Мистер Питерсон о чём-то рассказывал, расставляя у себя в кабинете принесённые книги, а Роб всё глядел на снегопад, что превратился в плотную белую стену, за которой ни черта не видать. Вот бы и тот поцелуй Роджера с Бет сгинул в нём, окочурился, заледенел, пропал!

― Вы неделю назад говорили, что к вам сегодня в гости отец должен приехать. Он уже здесь?

― Отец-то? ― вяло переспросил Роб. ― Он не приехал. Прислал сообщение с оправданием, где была куча пунктуационных ошибок и вранья. Ему не интересен собственный сын. Вообще ничего не интересно. Кроме его идиотской мебельной компании и грудастой любовницы с куриными мозгами.

― Ну, вы уж не торопитесь так горячиться, мой дорогой друг. Понимаю вашу обиду. Хотя, к сожалению, родителей начинаешь понимать лишь в тот момент, когда влезаешь в их шкуру, и тогда…

Он не слушал. Плевать на нерадивого отца. И на успокаивающие речи. Ничто не способно отменить поцелуй, выпотрошивший его без остатка. Он бы и сам затерялся в пелене снегопада, раз уж на то пошло: увяз бы в глубоких сугробах, уснул под бескрайним серым небом и забылся. Дикие звери растащили бы по морозной чаще его останки, растворили их внутри горячих желудков. Чтоб не осталось и следа.

― Роберт, вы как будто в облаках витаете. ― Профессор тепло улыбнулся и скрипуче кашлянул. ― Душой вы не здесь. Может быть, даже в далёких странствиях.

― Вам не понять, ― не отрывая взгляда от снега, ответил Роб.

― Не понять? Чего же, позвольте полюбопытствовать, юноша? Метаний сердца? ― Он многозначительно посмотрел поверх оправы умными глазами с поредевшими ресницами. ― Вы, должно быть, считаете, что раз я превратился в седобородый изюм с пространными речами и в кругленьких очочках, то и любви не понимаю?
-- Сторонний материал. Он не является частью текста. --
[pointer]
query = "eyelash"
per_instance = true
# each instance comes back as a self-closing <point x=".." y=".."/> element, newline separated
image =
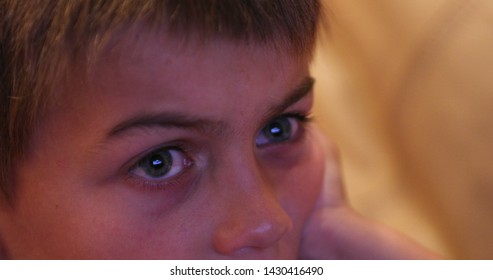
<point x="164" y="184"/>
<point x="177" y="180"/>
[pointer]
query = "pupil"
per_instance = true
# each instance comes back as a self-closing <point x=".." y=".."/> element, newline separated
<point x="279" y="130"/>
<point x="158" y="163"/>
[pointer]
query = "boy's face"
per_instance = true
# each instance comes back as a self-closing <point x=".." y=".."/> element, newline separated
<point x="172" y="150"/>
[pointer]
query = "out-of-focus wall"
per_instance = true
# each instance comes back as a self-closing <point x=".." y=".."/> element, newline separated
<point x="404" y="89"/>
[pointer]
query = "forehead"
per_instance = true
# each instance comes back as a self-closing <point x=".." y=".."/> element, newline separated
<point x="147" y="73"/>
<point x="177" y="71"/>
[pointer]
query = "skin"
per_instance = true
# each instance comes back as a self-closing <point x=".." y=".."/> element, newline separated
<point x="233" y="194"/>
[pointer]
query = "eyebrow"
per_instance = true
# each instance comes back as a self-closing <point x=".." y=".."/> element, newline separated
<point x="180" y="120"/>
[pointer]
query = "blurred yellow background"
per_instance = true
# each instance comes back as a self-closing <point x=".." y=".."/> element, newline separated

Молодёжи всегда кажется, будто у стариков никогда не было юности. ― Смиренный выдох, всё та же добрая улыбка. ― Но я понимаю. Так куда проще мириться с неизбежным увяданием, со смертью.

Почему же тогда он лежит здесь? Ведь это у профессора Питерсона не было юности, но у него-то она была! И если бы только Мария могла увидеть его озорные чёрные кудри, спадающие на лоб, ту его молодую улыбку и стать, она бы навсегда позабыла своего дурацкого Коннора и влюбилась бы в него.

Так почему же он всё ещё здесь?

***

Они поддерживали связь лишь первые два года после революции. В итоге Маркус, Норт и Саймон ушли в политику, чтобы продолжать отстаивать идеалы, ради которых сражались, а Джош занялся благотворительностью и стал врачом ― слишком заняты личной борьбой, чтобы по-настоящему подружиться с бывшим охотником на девиантов, примкнувшим к ним лишь в самом конце. И потому Коннор был крайне удивлён приглашению в гости, которое получил от Маркуса в самый разгар празднования дня рождения Гэвина.

― Какого хера вы здесь делаете? ― угрюмо поинтересовался именинник, увидев на пороге своей квартиры Хэнка, Коннора и Мари.

― Пришли отпраздновать твою днюху, брюзжащий жучара, ― ответила Мари и всучила ему в руки бумажный пакет с алкоголем и закусками.

Риду было привычно чувствовать себя ненужным ― унылая зона комфорта, в которой он с возрастом начал прятаться от одиночества и разочарований. Он мог бы всё послать и снова отмечать наедине с кошкой, связкой пива и видеоиграми, но разливающееся в груди тепло от внезапного визита друзей размягчило его сердце. Тоскливая и скучная пятница 7-го октября превратилась в настоящий праздник ― уютный, полный громкого смеха и шуток. Когда все четверо изрядно напились, решили сыграть в слова на лбу. Хэнку с Мари приспичило покурить перед самым началом, и они вышли на балкон, едва прилепив стикеры. Пока Гэвин лениво доедал последний кусок пиццы, Коннор отвлёкся от поглаживания кошки и взял со стола свой мобильник. На дисплее зажглось уведомление о присланном несколько часов назад сообщении.